You are viewing a plain text version of this content. The canonical link for it is here.

Posted to user@ignite.apache.org by "aaron@tophold.com" <aa...@tophold.com> on 2017/09/25 11:30:59 UTC

What's the best practice to init the cache when in cluster env?

hi All, 

If we have dozen of nodes to cache millions data from DB;

When init,  what's the best way to loading those data? we use the data streamer to load data, while all our entry include a partition ID when insert into DB. 

As the nodes are started one by one, if loading from one Node and then re-balance this seems impossible & wasting. 

Not sure whether there any guideline or best practice/advice for such scenario.

Thanks for our time!


Regards
Aaron


aaron@tophold.com

Re: Re: What's the best practice to init the cache when in cluster env?

Posted by Denis Mekhanikov <dm...@gmail.com>.

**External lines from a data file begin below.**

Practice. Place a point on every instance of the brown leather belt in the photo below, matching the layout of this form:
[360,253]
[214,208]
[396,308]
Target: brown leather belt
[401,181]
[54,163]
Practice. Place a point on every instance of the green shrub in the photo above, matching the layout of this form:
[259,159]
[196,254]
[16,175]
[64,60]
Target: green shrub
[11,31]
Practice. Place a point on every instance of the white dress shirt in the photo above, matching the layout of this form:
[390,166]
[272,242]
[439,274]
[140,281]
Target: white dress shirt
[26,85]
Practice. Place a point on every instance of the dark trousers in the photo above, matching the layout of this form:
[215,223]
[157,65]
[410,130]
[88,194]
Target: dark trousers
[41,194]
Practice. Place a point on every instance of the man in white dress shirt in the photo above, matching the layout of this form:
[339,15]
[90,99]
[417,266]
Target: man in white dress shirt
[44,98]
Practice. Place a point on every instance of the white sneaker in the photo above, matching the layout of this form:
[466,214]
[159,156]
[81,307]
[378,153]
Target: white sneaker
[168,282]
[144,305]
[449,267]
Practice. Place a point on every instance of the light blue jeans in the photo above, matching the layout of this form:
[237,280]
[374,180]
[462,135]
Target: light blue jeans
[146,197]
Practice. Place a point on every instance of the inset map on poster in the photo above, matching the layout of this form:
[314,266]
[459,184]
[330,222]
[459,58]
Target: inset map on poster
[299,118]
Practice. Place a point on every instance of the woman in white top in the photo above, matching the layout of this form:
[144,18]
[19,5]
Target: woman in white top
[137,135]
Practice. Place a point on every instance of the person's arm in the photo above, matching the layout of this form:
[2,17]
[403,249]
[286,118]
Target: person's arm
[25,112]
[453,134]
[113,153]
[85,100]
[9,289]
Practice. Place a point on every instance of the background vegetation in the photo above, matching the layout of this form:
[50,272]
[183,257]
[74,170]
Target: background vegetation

Well, if you cannot know when topology is full, then you cannot guarantee
that no rebalancing will happen.

If backups are not configured, then data that moved to other nodes will be
removed from the initial node. Rebalancing happens according to a
configured affinity function
<https://apacheignite.readme.io/docs/affinity-collocation#affinity-function>.
By default it is RendezvousAffinityFunction
<https://ignite.apache.org/releases/latest/javadoc/org/apache/ignite/cache/affinity/rendezvous/RendezvousAffinityFunction.html>
and
it aims to minimize data transmission between nodes.
You can implement your own affinity function that will work better by
utilizing additional knowledge about your topology.

Denis

вт, 26 сент. 2017 г. в 11:46, aaron@tophold.com <aa...@tophold.com>:

> Thanks Denis,
>
> The real tough issue is we not sure when the entire cluster may be ready,
> as we may increase or decrease the nodes at run-time.
>
> Another question is , if I load the data once on first started node,
>  after other nodes bring up, and after re-balance, will the primary nodes
> evict the entries not below to it?
>
> As we have regular aggregated run locally on each nodes, we do not want
> this will be too heavy on the first node.
>
>
> Regards
> Aaron
> ------------------------------
> aaron@tophold.com
>
>
> *From:* Denis Mekhanikov <dm...@gmail.com>
> *Date:* 2017-09-25 19:46
> *To:* user <us...@ignite.apache.org>
> *Subject:* Re: What's the best practice to init the cache when in cluster
> env?
>
> Hi Aaron!
>
> There are two good options for data loading: using DataStreamer or
> IgniteCache.loadCache(...)
> <https://apacheignite.readme.io/docs/3rd-party-store#section-loadcache->.
> The second option is good when initial data is stored in some database.
>
> If you worry about overhead on data rebalancing, you can start the cluster
> and start streaming data once all nodes are up. In this case records will
> appear at their final destination at once, without need to move to other
> nodes.
>
> Denis
>
> пн, 25 сент. 2017 г. в 14:31, aaron@tophold.com <aa...@tophold.com>:
>
>> hi All,
>>
>> If we have dozen of nodes to cache millions data from DB;
>>
>> When init,  what's the best way to loading those data? we use the data
>> streamer to load data, while all our entry include a partition ID when
>> insert into DB.
>>
>> As the nodes are started one by one, if loading from one Node and then
>> re-balance this seems impossible & wasting.
>>
>> Not sure whether there any guideline or best practice/advice for such
>> scenario.
>>
>> Thanks for our time!
>>
>>
>> Regards
>> Aaron
>> ------------------------------
>> aaron@tophold.com
>>
>

Re: Re: What's the best practice to init the cache when in cluster env?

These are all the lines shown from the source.